Por outro lado, o início do eletrodoméstico foi penoso, porque as pessoas mostravam
uma certa desconfiança em relação aos aparelhos. Na fase da máquina de costura, por exemplo, aconteceu um caso assim: nós tínhamos aquelas máquinas
antigas, cabeçote com móvel de cinco gavetas, pedal embaixo, e nós, querendo inovar, importamos umas máquinas americanas. Uma máquina bonita,
gabinete reto, o nome era New Home.
Lindona, viu? Pusemos a máquina na loja e nós tínhamos um vendedor, um senhor antigo,
o seu Abreu, e nós perguntamos a ele: "Seu Abreu, o que o senhor achou da New Home? Ele olhou a máquina, olhou, olhou: "Isso não vende". Nós ficamos
surpresos: "Mas como que não vende, seu Abreu? Uma máquina elétrica, moderna, bonita". Sabe o que aconteceu? Um encalhe total. Então havia
muita resistência, as pessoas preferiam o tradicional.
Outra coisa eram as dificuldades técnicas. Eu me lembro do primeiro televisor que
apareceu na loja. A Antárctica punha lá a imagem do guaraná e, à noite, sentavam-se ali de vinte a trinta pessoas para ver aquele guaranazinho
parado, encantados de ver uma imagem que vinha de São Paulo. Cada tevê que você vendia, ia um cara com o equipamento completo, antena, cano, fios,
isoladores e punha a antena. E isso para ver umas fagulhas, uma imagem ruim.
Anúncio em 1958 já dava a opção: geladeira elétrica ou a querosene
Imagem: Almanaque Eu Sei Tudo - 1958, Cia. Editora Americana, Rio de Janeiro/RJ
E a geladeira? Sabe o que tinha que fazer quando quebrava um trinco de geladeira? Você
pegava o trinco velho, fazia uma fôrma de argila pelo trinco velho, derretia o metal, jogava na fôrma, fundia uma peça igual, tirava a peça, lixava,
polia, cromava e remontava o trinco. Isso era o eletrodoméstico naquela época.

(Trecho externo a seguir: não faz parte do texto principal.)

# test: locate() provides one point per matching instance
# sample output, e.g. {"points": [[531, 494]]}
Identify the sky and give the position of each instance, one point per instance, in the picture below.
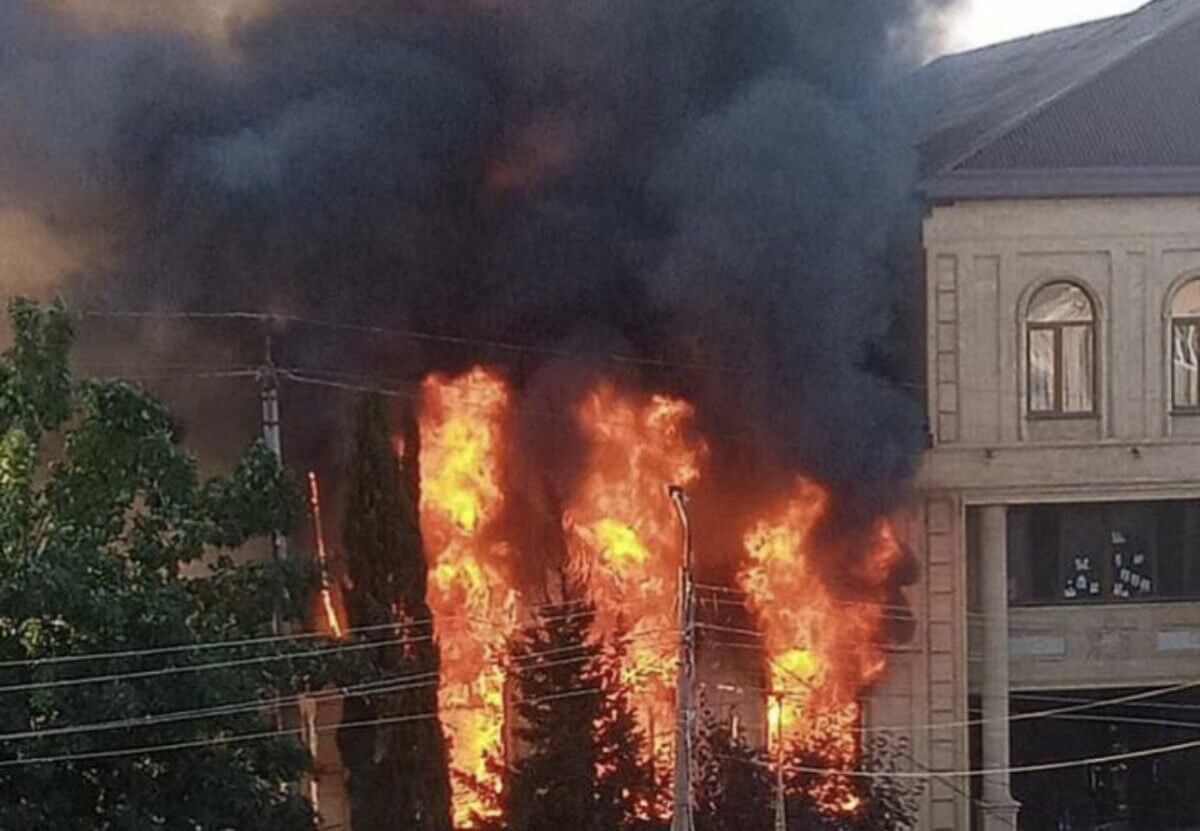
{"points": [[982, 22]]}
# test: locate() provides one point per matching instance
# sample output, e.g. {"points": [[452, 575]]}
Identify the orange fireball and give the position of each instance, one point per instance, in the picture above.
{"points": [[462, 432]]}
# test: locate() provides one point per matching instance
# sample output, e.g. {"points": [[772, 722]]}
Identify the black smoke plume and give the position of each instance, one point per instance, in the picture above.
{"points": [[720, 187]]}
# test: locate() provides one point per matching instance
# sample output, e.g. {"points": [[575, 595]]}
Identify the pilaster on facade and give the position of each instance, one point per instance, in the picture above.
{"points": [[948, 796]]}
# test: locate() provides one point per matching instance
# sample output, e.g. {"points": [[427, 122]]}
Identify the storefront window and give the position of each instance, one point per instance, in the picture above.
{"points": [[1104, 552]]}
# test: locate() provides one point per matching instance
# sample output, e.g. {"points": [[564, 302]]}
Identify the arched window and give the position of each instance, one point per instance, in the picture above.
{"points": [[1061, 351], [1186, 347]]}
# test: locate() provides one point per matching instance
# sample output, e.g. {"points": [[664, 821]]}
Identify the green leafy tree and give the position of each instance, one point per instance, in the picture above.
{"points": [[887, 803], [397, 772], [111, 544], [577, 759]]}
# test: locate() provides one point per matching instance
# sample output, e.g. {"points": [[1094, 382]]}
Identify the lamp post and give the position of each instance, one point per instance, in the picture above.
{"points": [[683, 818]]}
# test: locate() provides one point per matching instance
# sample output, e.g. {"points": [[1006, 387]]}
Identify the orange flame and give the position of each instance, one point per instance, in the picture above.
{"points": [[822, 652], [462, 431], [624, 538]]}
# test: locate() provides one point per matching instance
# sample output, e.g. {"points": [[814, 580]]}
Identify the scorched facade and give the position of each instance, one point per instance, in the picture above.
{"points": [[1060, 509]]}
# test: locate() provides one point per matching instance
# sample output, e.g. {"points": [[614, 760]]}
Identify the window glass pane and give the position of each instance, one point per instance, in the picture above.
{"points": [[1061, 303], [1187, 300], [1170, 542], [1186, 364], [1077, 369], [1042, 382], [1131, 557]]}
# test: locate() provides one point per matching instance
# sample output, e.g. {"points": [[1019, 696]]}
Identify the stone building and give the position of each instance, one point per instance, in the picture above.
{"points": [[1060, 512]]}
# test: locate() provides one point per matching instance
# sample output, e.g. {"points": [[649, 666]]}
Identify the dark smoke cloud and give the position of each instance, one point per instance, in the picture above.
{"points": [[705, 181]]}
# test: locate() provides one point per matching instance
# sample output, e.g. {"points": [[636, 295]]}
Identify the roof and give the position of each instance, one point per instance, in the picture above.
{"points": [[1110, 107]]}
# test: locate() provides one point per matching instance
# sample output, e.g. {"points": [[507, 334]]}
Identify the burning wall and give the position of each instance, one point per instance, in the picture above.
{"points": [[822, 644]]}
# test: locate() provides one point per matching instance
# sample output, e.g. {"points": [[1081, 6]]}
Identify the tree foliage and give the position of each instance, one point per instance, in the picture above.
{"points": [[737, 788], [109, 543], [576, 757], [397, 772]]}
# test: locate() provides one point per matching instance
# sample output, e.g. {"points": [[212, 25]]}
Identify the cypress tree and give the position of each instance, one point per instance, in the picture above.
{"points": [[577, 759], [397, 773]]}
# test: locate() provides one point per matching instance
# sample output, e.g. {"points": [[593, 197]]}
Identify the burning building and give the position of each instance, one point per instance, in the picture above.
{"points": [[599, 247]]}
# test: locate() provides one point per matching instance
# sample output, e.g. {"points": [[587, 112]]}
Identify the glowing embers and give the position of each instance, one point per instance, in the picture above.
{"points": [[623, 538], [462, 424], [822, 652]]}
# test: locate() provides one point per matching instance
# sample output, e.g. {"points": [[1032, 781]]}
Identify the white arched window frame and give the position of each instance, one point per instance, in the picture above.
{"points": [[1186, 348], [1061, 351]]}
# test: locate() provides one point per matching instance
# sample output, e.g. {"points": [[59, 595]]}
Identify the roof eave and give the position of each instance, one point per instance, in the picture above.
{"points": [[1071, 183]]}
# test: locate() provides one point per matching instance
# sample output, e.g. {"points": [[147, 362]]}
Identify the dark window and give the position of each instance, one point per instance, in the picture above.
{"points": [[1186, 348], [1104, 552], [1061, 351]]}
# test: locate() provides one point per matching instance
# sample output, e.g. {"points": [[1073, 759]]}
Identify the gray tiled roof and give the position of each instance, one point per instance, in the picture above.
{"points": [[1109, 106]]}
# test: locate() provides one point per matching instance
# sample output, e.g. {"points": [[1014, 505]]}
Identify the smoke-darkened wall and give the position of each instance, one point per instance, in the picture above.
{"points": [[724, 187]]}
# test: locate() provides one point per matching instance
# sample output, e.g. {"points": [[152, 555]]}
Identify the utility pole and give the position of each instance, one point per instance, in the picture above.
{"points": [[270, 384], [683, 818], [780, 797]]}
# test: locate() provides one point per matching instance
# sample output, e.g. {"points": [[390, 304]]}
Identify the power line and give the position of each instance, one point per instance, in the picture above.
{"points": [[1066, 764], [208, 665], [267, 734], [273, 639], [365, 688], [433, 338]]}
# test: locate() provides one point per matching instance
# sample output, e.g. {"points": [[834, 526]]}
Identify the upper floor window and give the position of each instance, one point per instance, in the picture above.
{"points": [[1186, 347], [1061, 351]]}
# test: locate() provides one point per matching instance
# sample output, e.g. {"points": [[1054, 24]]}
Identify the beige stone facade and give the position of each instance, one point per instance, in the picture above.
{"points": [[984, 262]]}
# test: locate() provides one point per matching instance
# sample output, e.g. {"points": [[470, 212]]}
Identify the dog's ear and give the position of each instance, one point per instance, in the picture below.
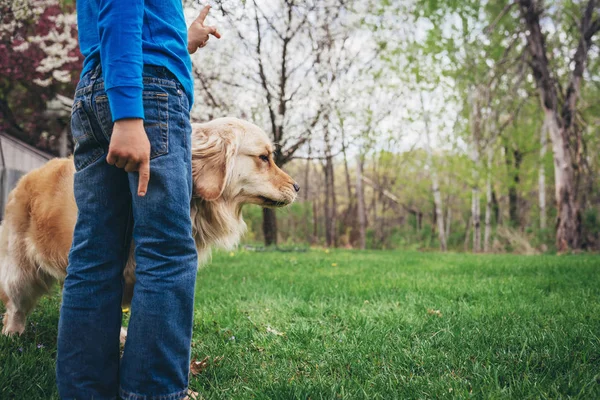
{"points": [[213, 151]]}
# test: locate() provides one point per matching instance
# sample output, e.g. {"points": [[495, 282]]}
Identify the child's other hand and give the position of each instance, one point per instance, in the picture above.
{"points": [[198, 34]]}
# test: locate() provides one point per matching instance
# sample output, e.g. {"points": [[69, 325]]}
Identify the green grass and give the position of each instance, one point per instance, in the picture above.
{"points": [[364, 326]]}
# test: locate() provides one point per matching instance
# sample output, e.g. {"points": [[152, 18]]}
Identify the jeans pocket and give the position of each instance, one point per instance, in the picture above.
{"points": [[156, 119], [87, 149]]}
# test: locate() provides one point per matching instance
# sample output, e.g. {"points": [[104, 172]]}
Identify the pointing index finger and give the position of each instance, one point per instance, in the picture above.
{"points": [[203, 14], [144, 177]]}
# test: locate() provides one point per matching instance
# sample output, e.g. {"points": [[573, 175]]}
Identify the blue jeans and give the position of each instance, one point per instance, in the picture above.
{"points": [[155, 363]]}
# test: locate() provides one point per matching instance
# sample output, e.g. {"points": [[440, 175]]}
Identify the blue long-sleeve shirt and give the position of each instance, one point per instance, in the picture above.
{"points": [[122, 36]]}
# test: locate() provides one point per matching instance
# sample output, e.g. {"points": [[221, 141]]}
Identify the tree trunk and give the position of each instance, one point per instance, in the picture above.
{"points": [[560, 122], [330, 201], [542, 178], [435, 184], [448, 219], [63, 143], [305, 192], [476, 213], [360, 198], [513, 190], [488, 202], [475, 146], [270, 226]]}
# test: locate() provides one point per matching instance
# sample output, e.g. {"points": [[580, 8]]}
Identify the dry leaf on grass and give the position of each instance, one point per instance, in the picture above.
{"points": [[275, 331], [193, 395], [437, 313], [197, 367]]}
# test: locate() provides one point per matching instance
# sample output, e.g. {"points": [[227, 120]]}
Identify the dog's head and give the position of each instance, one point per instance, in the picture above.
{"points": [[232, 160]]}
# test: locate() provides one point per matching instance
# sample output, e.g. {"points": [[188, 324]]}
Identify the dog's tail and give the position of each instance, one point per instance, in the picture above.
{"points": [[3, 248]]}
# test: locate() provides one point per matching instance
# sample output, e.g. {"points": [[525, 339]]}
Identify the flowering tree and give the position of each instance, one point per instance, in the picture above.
{"points": [[40, 59]]}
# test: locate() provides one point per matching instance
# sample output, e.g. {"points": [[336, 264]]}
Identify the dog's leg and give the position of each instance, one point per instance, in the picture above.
{"points": [[22, 289]]}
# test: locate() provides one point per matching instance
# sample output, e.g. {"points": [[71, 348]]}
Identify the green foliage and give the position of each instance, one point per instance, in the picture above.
{"points": [[371, 325]]}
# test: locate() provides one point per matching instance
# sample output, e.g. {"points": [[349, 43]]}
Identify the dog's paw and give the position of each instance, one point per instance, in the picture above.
{"points": [[123, 335]]}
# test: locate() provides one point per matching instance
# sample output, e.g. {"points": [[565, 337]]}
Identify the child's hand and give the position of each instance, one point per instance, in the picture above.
{"points": [[198, 34], [130, 149]]}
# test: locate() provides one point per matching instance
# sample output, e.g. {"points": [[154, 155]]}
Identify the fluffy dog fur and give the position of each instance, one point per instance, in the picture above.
{"points": [[232, 166]]}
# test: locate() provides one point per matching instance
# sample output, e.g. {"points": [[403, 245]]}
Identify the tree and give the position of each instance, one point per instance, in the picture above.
{"points": [[40, 60], [560, 113]]}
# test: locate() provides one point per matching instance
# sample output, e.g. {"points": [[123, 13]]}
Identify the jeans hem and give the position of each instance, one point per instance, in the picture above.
{"points": [[135, 396]]}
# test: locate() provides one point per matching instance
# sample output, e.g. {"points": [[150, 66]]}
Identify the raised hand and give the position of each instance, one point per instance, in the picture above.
{"points": [[198, 33]]}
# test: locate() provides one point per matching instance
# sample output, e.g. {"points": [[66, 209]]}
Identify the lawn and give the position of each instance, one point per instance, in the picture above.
{"points": [[371, 325]]}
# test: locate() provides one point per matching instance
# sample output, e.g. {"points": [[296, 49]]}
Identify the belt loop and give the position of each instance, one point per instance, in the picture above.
{"points": [[97, 72]]}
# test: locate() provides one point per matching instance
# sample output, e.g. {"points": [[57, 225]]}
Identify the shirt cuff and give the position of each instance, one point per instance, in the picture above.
{"points": [[125, 102]]}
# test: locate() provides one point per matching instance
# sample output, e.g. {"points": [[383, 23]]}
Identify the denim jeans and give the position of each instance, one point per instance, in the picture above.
{"points": [[155, 362]]}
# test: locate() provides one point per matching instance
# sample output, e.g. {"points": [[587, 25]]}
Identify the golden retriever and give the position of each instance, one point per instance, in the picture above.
{"points": [[232, 165]]}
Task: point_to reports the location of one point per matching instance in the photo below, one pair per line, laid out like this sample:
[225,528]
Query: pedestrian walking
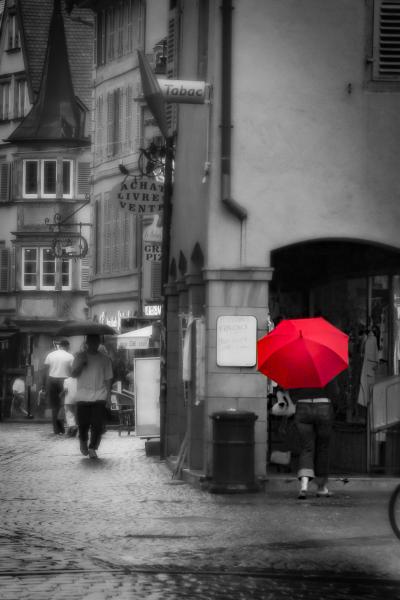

Em 1963, um grupo resolveu abrir uma empresa de eletrodomésticos e eu fui convidado
para fazer parte da sociedade. Como era uma situação vantajosa, melhor que a que eu tinha na Discopa, aceitei. A firma se chamava Domus e ficava ali
na General Câmara, 34. A Domus foi como um filho para mim, um filho que você cria desde pequenino e vai moldando segundo as suas informações. Era
uma empresa bonita, com uma clientela maravilhosa, o único problema é que a minha parcela era só de 10%, então eu nem me considerava propriamente um
sócio e sim um comerciário de luxo.
Nunca tive problemas com ninguém, tanto que fiquei lá por 33 anos, só que quando você
tem plena liberdade de pôr suas idéias em prática é melhor. Foi por isso que eu deixei a sociedade em 1996 e, aos 64 anos, parti para uma nova
aventura: a Denovo.
Aí eu comecei a trabalhar com meus três filhos e, apesar da conjuntura, apesar das
dificuldades, nós conseguimos nos firmar. Nós abrimos lojas no Centro, no Gonzaga, no Shopping Praia Mar. Temos também em São Vicente, na Praça
Barão do Rio Branco; na Praia Grande, na Avenida Costa e Silva, e pretendo agora abrir uma loja nova em Vicente de Carvalho. Quando comecei com a
Denovo, eu estava velho, mas foi aí que eu realizei um sonho antigo, o sonho de ter uma empresa da qual eu pudesse dizer: é minha.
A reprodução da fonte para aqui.